Über den Gefühlsdusel der Nationalisten kann er seit jeher nur spotten, über „lothringische Wahrheiten, provençalische und bretonische“ und darüber, dass, „was diesseits der Pyrenäen Wahrheit ist, jenseits genauso gut Irrtum sein könnte“, es liest sich, als verspotte er die Heutigen, die eine Sprechposition als Wahrheitsbeweis annehmen und einen globalen Süden, der jenseits der Pyrenäen beginne. Und die ihrem Publikum auf alle Weise zureden wie zu Bendas Zeiten, Identität zu suchen nicht in dem, was Menschen einander verbinde, sondern in dem, was sie von anderen angeblich unterscheide, „in ihrer Sprache, ihrer Kunst- und Literatur, (…) in ihrer Kleidung, ihrem Wohn- und Einrichtungsstil und ihren Essgewohnheiten“ und selbst noch in ihrer – in diesem Fall französischen – „Karosserielinie“.

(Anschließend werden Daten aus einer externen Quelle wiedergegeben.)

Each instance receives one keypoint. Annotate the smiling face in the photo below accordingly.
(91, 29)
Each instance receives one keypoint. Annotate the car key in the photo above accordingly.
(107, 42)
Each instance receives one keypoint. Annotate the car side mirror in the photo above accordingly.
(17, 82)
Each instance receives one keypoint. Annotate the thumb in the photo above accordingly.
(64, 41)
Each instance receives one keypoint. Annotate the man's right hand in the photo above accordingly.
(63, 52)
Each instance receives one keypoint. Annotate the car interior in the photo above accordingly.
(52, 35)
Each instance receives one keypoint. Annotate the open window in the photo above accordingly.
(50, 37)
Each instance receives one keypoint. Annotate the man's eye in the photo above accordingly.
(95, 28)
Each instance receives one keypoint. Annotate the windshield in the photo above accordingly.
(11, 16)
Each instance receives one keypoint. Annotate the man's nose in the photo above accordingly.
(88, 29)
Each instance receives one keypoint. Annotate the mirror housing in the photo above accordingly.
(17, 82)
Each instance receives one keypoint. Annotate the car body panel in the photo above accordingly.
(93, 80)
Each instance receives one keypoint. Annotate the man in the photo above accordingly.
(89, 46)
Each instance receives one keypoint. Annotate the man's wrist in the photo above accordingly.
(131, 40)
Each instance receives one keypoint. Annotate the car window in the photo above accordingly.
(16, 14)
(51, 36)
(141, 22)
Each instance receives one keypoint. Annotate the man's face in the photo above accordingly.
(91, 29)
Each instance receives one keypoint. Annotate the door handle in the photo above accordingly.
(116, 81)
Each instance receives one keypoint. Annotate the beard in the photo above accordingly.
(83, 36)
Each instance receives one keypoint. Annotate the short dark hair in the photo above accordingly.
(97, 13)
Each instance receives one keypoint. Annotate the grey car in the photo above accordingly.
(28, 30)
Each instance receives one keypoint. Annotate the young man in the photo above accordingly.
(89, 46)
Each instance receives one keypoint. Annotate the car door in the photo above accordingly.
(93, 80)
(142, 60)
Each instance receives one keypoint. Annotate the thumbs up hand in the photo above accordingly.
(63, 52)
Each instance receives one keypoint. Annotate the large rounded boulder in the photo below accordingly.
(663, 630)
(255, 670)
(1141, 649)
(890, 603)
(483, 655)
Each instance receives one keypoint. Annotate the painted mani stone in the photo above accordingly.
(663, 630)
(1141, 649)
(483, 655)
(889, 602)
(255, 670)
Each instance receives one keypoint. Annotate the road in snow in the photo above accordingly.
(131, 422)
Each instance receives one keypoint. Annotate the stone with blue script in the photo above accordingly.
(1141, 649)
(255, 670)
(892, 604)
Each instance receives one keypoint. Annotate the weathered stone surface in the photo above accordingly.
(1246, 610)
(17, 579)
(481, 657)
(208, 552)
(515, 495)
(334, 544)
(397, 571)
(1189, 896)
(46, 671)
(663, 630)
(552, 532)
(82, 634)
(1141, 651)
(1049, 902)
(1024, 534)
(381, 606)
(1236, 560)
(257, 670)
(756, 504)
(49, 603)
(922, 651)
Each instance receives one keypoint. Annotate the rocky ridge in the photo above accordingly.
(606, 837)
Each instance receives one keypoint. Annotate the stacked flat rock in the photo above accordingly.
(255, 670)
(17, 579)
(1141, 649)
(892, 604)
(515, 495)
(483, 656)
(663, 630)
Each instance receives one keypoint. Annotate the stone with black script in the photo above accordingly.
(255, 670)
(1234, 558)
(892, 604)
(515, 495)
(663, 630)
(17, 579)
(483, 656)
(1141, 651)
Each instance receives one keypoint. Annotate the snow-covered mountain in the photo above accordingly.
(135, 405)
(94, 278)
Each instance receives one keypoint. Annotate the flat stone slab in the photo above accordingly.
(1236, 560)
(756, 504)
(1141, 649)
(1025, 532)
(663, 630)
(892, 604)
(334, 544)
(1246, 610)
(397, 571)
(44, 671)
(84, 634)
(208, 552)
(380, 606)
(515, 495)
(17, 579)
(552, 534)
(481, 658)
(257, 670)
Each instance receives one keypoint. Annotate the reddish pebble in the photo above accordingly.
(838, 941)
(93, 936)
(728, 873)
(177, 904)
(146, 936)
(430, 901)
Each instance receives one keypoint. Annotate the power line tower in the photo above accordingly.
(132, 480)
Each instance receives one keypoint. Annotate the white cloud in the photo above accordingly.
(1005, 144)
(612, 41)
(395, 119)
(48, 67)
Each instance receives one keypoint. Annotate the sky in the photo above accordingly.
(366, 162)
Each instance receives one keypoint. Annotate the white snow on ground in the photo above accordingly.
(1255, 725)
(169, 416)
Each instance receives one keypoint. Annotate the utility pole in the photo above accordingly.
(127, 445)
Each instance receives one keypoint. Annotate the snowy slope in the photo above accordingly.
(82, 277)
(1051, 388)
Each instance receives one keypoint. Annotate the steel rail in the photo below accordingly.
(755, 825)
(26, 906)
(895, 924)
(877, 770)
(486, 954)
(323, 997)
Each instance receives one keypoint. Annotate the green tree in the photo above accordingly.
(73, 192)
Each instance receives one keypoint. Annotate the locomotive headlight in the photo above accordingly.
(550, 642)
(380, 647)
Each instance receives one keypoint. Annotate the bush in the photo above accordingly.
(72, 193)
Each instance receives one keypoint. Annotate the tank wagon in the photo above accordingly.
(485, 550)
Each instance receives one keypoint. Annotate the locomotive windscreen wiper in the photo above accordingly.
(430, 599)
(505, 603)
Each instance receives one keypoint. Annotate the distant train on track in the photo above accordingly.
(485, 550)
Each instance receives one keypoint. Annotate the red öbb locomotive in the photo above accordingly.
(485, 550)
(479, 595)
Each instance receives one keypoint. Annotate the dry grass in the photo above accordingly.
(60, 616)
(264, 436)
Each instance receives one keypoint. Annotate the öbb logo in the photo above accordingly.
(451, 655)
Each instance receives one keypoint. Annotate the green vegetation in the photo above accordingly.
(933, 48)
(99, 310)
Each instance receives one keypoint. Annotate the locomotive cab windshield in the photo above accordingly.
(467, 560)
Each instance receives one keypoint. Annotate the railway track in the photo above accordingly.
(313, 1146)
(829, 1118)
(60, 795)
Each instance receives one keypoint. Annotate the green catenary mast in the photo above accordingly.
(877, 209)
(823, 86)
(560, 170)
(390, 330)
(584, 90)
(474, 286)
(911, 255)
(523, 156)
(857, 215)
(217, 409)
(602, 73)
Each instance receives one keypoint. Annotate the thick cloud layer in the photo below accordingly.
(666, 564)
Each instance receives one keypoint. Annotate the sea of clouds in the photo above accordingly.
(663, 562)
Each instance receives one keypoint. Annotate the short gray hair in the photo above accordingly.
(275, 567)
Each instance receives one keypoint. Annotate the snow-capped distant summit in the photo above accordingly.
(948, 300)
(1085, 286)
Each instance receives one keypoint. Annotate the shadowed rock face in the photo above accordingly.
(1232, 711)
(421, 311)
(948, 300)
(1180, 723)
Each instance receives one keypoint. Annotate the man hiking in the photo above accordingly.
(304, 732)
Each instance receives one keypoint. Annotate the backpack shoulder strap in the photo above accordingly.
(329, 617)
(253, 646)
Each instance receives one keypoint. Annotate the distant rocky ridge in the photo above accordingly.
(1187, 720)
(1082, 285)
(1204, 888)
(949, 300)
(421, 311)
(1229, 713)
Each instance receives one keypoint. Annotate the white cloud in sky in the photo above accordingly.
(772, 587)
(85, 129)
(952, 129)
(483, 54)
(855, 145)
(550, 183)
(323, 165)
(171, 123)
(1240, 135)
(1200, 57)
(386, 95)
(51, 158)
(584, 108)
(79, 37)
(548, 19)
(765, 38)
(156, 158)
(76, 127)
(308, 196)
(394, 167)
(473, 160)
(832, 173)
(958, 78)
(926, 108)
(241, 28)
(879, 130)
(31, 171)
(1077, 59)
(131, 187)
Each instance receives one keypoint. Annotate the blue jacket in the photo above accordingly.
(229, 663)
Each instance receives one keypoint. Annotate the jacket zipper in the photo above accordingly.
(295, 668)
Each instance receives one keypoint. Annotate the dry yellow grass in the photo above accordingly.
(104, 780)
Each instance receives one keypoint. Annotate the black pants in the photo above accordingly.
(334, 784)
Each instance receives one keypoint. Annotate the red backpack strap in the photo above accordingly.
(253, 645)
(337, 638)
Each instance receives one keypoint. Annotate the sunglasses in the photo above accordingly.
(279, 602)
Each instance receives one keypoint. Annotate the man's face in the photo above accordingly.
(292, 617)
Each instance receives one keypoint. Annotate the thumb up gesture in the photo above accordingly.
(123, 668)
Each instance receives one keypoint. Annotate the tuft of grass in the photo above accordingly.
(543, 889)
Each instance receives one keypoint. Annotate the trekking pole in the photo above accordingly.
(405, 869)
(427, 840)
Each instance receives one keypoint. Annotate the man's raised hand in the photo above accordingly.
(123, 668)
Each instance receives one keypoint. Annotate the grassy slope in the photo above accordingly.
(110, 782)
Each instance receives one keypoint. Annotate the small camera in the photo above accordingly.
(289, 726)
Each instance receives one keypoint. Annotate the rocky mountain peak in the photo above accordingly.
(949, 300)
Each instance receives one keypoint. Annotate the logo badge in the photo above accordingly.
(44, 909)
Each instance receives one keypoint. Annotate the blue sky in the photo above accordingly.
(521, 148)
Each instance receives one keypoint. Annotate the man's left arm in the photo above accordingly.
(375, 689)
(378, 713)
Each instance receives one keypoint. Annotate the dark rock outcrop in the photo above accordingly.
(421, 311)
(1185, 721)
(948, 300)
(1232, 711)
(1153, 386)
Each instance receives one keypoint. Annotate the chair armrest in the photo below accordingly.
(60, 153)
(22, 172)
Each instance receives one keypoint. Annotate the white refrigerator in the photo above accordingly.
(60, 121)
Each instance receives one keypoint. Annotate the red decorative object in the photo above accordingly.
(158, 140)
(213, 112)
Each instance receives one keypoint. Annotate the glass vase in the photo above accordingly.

Benda spottet, aber nicht über die „Kraft zur Selbstvergötzung“, die er in dieser Gefühligkeit erkennt, nicht über die Lust an der Willkür, die sich ästhetisch einübt und schon mal Ausschau hält nach der Horde, er weiß zu gut, dass es Geschmacksurteile sind, die einen Hassblock hämmern, im Dreyfus-Skandal hat er gegen den klerikal-monarchistischen Block gekämpft, hat 1914 den kollektiven Kotau der deutschen Intelligenz vor Kaiser und Krieg erlebt, die Liebeleien mit Lenin und wie sich das Vichy-Regime dem NS an den Kragenspiegel geworfen hat …
Als er 1956 stirbt, lebt Armin Mohler in Paris, das Hirn der Neuen Rechten, es entwirft Faschismus als einen „Stil“, dem der politische Begriff „nachträglich“ folge wie Hund dem Herrchen: „Voraus geht die Entscheidung für eine Gebärde, einen Rhythmus, kurz: einen ‚Stil‘“, der grundlegend sei dafür, „eine bestimmte Tonlage zu setzen, ein Klima zu schaffen, Assoziationen hervorzurufen“. Assoziationen sozialer Art, diverse Kulturen und Milieus würden sich im Fascho-Stil überkreuzen, „Faschismus ist für mich, wenn enttäuschte Liberale und enttäuschte Sozialisten sich zu etwas Neuem zusammenfinden“, erklärt Mohler noch 1995 in einem Interview mit der Leipziger Volkszeitung. Benda hätte es mit Schaudern bestätigt.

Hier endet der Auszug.